CEO Uchida said Nissan will do development and production of these new EVs by itself.

Factory upgrades, new battery tech

To ready its global factories for advanced manufacturing, Nissan will deploy the advanced technologies pioneered at its Intelligent Factory in Tochigi, Japan. That factory uses highly automated techniques, including several world-first techniques, for a 10% production cost reduction over older models, despite building more complex vehicles, such as the Ariya.

Nissan's two US factories, as well as its Sunderland plant in the UK and the Oppama and Kyushu assembly plants in Japan, will receive similar upgrades for the production technologies. That will happen from 2026 to 2030.

New battery technology is also in the works. That includes a next-generation nickel manganese cobalt (NMC) lithium-ion battery, lithium iron phosphate (LFP) batteries and solid-state batteries.

Versions of all three technologies will debut in the fiscal year ending 31 March 2023.
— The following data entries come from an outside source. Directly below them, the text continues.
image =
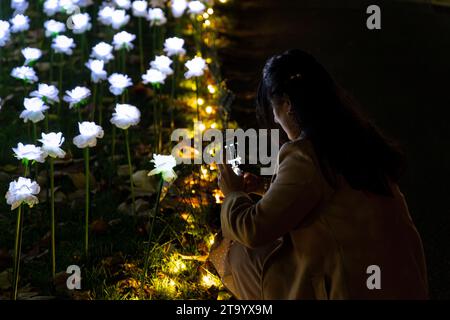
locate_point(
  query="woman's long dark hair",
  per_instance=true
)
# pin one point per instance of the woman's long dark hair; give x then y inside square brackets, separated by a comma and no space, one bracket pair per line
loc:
[345,142]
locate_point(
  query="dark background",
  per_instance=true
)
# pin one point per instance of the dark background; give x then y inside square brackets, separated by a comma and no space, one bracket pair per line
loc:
[399,74]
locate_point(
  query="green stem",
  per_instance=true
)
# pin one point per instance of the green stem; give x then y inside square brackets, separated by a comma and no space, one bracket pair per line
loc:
[86,220]
[52,192]
[17,249]
[60,85]
[196,92]
[130,169]
[95,102]
[158,196]
[141,46]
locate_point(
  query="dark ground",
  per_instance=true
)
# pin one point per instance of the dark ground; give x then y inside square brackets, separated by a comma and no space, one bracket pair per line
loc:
[400,74]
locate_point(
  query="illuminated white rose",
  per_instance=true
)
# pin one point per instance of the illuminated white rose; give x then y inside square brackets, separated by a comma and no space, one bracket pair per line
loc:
[196,67]
[20,23]
[29,152]
[47,93]
[51,7]
[196,7]
[102,51]
[25,73]
[34,110]
[53,28]
[178,7]
[162,63]
[123,4]
[164,165]
[118,83]
[125,116]
[156,17]
[67,6]
[81,22]
[31,55]
[63,44]
[97,70]
[5,34]
[122,40]
[51,144]
[174,46]
[89,133]
[119,18]
[19,6]
[105,15]
[77,96]
[140,9]
[22,190]
[154,76]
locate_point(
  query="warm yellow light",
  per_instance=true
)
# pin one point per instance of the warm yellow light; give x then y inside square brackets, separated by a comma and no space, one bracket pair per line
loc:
[211,89]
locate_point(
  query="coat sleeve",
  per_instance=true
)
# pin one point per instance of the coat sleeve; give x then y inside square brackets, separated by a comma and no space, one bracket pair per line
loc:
[292,195]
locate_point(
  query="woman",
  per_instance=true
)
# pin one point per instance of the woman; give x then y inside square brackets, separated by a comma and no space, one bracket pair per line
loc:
[333,223]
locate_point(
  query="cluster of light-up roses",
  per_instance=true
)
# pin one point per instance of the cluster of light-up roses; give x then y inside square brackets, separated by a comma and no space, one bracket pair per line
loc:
[113,14]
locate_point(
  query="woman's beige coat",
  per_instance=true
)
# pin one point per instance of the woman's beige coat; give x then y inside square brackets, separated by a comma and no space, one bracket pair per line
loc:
[325,240]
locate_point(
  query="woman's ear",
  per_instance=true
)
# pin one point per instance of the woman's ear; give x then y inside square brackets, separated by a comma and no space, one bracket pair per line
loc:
[288,105]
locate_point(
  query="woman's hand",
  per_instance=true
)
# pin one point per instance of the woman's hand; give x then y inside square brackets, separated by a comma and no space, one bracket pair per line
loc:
[253,183]
[228,180]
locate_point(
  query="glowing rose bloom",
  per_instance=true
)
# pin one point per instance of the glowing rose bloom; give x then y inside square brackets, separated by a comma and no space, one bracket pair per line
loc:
[105,15]
[125,116]
[63,44]
[174,46]
[4,33]
[158,3]
[29,152]
[123,4]
[140,8]
[47,93]
[83,3]
[20,23]
[51,7]
[97,70]
[178,7]
[102,51]
[89,133]
[51,144]
[77,96]
[67,6]
[19,6]
[164,165]
[162,63]
[34,110]
[196,7]
[119,18]
[25,73]
[195,67]
[53,28]
[31,55]
[81,22]
[156,17]
[122,40]
[118,83]
[154,76]
[22,190]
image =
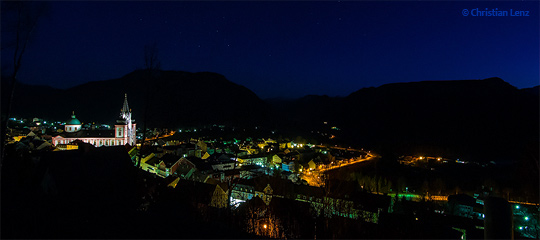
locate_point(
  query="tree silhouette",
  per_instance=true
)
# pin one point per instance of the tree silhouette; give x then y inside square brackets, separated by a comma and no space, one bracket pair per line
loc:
[22,19]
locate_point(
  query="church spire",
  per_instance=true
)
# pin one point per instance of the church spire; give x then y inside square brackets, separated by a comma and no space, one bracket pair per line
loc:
[125,109]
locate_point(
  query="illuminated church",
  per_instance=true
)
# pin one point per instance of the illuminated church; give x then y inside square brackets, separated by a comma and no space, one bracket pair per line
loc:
[124,131]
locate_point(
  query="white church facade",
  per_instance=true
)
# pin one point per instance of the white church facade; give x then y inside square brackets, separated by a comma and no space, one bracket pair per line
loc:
[124,131]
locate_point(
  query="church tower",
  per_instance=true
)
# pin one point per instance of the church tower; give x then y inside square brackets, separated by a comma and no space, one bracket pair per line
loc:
[125,128]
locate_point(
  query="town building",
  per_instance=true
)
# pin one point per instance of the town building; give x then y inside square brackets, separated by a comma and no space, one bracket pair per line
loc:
[124,131]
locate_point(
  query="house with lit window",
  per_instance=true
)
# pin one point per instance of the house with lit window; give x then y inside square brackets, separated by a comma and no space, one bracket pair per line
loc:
[124,131]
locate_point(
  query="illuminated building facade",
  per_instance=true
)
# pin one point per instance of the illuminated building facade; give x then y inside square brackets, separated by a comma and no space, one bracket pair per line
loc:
[124,131]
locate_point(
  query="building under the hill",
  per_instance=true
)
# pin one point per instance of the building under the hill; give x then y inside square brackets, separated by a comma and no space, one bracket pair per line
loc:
[124,131]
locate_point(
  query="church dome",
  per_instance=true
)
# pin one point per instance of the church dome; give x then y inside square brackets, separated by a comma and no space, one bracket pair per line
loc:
[73,121]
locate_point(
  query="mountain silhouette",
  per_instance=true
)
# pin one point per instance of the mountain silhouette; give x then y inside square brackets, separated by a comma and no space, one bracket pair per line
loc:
[170,99]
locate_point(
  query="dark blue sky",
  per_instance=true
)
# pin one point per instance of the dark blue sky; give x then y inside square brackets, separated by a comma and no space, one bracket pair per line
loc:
[286,49]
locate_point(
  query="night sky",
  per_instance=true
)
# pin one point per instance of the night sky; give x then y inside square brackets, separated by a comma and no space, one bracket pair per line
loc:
[285,49]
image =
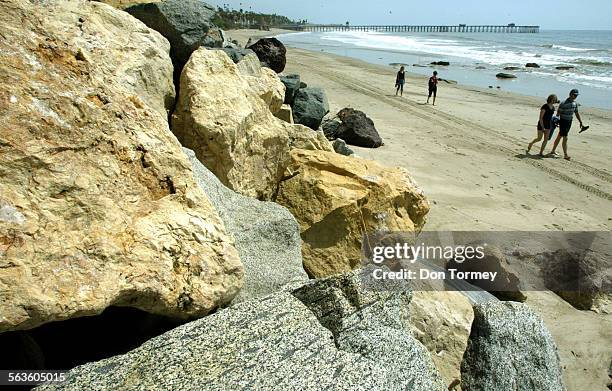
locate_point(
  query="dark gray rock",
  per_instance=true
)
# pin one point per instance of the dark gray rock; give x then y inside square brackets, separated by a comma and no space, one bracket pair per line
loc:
[328,335]
[187,24]
[510,348]
[341,147]
[271,53]
[236,54]
[267,235]
[582,278]
[292,85]
[506,285]
[331,128]
[357,129]
[310,106]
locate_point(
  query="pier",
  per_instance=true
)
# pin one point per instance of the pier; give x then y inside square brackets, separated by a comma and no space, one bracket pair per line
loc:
[511,28]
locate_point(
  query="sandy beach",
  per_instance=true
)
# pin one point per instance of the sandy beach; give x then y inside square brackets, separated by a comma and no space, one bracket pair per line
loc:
[468,154]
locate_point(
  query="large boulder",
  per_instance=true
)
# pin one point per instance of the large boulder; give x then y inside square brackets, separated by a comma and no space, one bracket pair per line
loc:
[336,199]
[271,53]
[100,207]
[122,4]
[510,348]
[341,147]
[292,85]
[267,236]
[264,81]
[286,341]
[240,141]
[310,106]
[331,128]
[187,24]
[285,113]
[441,321]
[357,129]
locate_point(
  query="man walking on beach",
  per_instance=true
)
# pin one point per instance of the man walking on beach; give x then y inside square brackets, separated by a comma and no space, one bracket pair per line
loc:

The next-generation NMC lithium-ion battery will have a 50% reduction in quick-charging time and a 50% improvement in energy density over the battery used in the Ariya, Nissan says. The LFP batteries, which typically cost less than NMC, will register a 30% cost reduction.

E-Power hybrid for US

To tap into growing US demand for hybrid vehicles, Nissan will launch its e-Power technology there, and also launch plug-in hybrids.

Japanese rivals including Toyota, Honda and Mazda are riding a hybrid wave as US customers looking for electrified vehicles hesitate to commit to full-electric vehicles amid concerns about higher prices, driving range and limited charging infrastructure.

The US market will get a new third-generation e-Power system that arrives by 31 March 2027. The new generation will boost power by 20% over the first generation, while also improving fuel efficiency 10% and reducing cost by 20%.

Nissan will leverage its partnership with Mitsubishi Motors to bring a plug-in hybrid to the US by the fiscal year ending 31 March 2027. It is expected to use the drivetrain featured in the Outlander PHEV.

Nissan will also study joint development of a next-generation one-ton pickup with Mitsubushi. That vehicle would be produced in Mexico, and Nissan will explore all-electric and hybrid options for it.

In the Americas, Nissan wants to increase sales by 330,000 a year. Nissan did not specify a baseline figure. In the current fiscal year ending 31 March 2024, Nissan expects regional sales to increase 29% to 1.32 m in North America, a market encompassing the US, Mexico and Canada. North America is by far Nissan’s biggest and most important market.

Nissan said it will launch seven all-new models in the US and Canada over the next three years, as part of the push. It pledged to refresh 78% of its US lineup in that time.

The company will invest $200 m in “integrated customer experience” in the US, it said.